Sunday, January 18, 2009

CMS Releases its Roadmap for the Future

On Friday afternoon (Jan 16th), CMS released a set of documents to the public and policymakers that outlines its current healthcare reform programs, what it intends to do over the next 3-5yrs, and what it needs (from the US Congress) to accomplish it.

The press release was sent out via email and not yet (as of Jan 18th) posted on the CMS website.

Documents posted:

  • Roadmap for Value-Based Purchasing
  • Resource Use Measurement Plan
  • Quality Roadmap Overview
  • Qualty Measures Development Overview
  • PAC Executive Summary Report
  • PAC Full Report

All of these documents can be found here: CMS Quality Initiatives Information

The Roadmap for Value-Based Purchasing is an interesting read for anyone wanting to become familar with all the various VBP transformation efforts and demonstration projects that CMS has ongoing. CMS clearly states that VBP will extend beyond hospital acute care and into physician services, nursing homes, ESRD, and home health. This document outlines the work that has occured so far and the plan for each service category for the next few years.

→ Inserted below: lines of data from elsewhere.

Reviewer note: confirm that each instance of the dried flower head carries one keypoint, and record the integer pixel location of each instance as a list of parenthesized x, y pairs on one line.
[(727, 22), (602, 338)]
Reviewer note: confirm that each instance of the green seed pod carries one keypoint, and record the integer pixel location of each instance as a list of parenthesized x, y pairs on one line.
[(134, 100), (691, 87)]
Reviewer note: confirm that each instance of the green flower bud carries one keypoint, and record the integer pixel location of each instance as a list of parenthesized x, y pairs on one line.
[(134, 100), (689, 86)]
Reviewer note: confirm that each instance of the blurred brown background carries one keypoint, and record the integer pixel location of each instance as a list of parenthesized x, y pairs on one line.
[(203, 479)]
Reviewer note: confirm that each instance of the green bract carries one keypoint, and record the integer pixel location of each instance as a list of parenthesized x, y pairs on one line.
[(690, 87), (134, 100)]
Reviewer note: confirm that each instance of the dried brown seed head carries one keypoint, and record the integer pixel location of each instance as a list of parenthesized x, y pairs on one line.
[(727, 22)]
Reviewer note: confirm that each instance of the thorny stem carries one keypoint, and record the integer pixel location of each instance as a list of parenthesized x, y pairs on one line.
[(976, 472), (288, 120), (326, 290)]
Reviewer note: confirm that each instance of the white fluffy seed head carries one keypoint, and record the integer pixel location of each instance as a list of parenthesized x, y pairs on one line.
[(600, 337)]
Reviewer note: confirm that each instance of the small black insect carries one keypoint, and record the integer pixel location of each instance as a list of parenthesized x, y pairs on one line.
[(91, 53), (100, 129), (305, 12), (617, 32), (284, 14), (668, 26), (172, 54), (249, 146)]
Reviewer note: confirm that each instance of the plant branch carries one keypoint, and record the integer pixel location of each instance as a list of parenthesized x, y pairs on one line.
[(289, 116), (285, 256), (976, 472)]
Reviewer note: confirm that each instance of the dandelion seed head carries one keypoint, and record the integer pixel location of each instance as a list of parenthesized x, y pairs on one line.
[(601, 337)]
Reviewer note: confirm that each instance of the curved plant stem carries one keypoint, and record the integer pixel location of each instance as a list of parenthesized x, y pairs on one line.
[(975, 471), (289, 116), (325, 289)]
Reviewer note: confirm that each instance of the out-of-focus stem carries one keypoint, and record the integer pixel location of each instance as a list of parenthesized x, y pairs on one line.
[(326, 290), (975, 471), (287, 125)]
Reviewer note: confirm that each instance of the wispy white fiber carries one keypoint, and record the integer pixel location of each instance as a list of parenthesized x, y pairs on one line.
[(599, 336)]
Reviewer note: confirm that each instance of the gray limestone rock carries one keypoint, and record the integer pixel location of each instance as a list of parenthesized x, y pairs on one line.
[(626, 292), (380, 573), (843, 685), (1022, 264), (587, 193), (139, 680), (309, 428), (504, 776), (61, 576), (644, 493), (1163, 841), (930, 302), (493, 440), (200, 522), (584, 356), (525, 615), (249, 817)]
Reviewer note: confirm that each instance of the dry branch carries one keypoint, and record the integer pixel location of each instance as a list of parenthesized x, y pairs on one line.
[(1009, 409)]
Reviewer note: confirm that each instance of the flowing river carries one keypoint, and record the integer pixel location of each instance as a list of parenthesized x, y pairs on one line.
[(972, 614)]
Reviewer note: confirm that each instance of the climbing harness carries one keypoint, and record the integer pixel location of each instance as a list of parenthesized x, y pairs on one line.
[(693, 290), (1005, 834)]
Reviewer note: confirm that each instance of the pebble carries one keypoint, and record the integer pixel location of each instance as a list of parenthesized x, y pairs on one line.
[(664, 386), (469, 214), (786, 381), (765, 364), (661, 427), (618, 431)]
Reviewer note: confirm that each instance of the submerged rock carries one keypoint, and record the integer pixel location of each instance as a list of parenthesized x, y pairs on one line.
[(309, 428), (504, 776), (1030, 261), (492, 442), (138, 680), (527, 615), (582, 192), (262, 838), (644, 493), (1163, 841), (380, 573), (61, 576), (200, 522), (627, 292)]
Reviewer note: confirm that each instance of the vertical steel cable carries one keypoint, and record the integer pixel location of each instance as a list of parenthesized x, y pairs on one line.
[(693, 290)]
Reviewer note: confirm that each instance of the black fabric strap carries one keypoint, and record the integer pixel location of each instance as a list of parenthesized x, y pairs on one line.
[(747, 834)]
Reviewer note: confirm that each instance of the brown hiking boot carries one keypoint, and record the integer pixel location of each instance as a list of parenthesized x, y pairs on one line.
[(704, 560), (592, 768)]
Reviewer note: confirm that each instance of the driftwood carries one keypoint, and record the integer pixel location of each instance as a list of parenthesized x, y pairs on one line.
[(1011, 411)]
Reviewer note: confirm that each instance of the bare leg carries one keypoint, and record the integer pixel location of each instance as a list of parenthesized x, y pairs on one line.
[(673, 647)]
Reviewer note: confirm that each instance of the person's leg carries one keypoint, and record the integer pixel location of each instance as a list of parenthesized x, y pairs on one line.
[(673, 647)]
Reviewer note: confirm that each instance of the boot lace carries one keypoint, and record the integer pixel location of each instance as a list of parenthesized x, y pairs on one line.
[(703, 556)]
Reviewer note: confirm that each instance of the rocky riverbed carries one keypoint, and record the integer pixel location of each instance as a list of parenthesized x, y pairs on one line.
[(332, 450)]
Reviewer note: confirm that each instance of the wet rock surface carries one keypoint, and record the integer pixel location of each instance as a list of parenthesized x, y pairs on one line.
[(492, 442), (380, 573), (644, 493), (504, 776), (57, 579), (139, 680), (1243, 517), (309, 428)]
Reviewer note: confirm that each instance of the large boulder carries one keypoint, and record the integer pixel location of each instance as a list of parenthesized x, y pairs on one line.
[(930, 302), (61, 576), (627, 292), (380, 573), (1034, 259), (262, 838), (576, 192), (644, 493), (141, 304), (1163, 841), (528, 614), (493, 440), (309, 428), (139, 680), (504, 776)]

The following are notes and comments from reviewing this document:

  • CMS has an internal workgroup developing "resource use measures". Two measures that it identified for potential future use are imaging efficiency measures and hospital readmission rates for certain conditions. The readmission rate is not a surprise since this already being posted on the hosptial compare website. However, the imaging efficiency measures appears to be relatively new.
  • The hospital VBP plan has already been submitted to congress.
  • The physician services VBP plan will be submitted to congress no later than May 1, 2010.
  • CMS acknowledges that its Part A and Part B payment structure creates artificial silos in the healthcare system and need to be broken down.
  • CMS states that physicians and providers should be "jointly accountable for the care they provide, but also should be able to share in any resulting savings. This could include actions by CMS to revise the physician self-referral regulations."
  • CMS is starting to demonstrated the level of transparency it is willing to go to. In this past year, CMS has tagged 52 nursing homes (4 in Indiana) on its nursing home compare website as "chronic under-performers". Using surprisingly strongly language, CMS states that it does this to "...encourage these facilities to transform themselves into environments of quality care, or turn themselves over to a management team that would do so."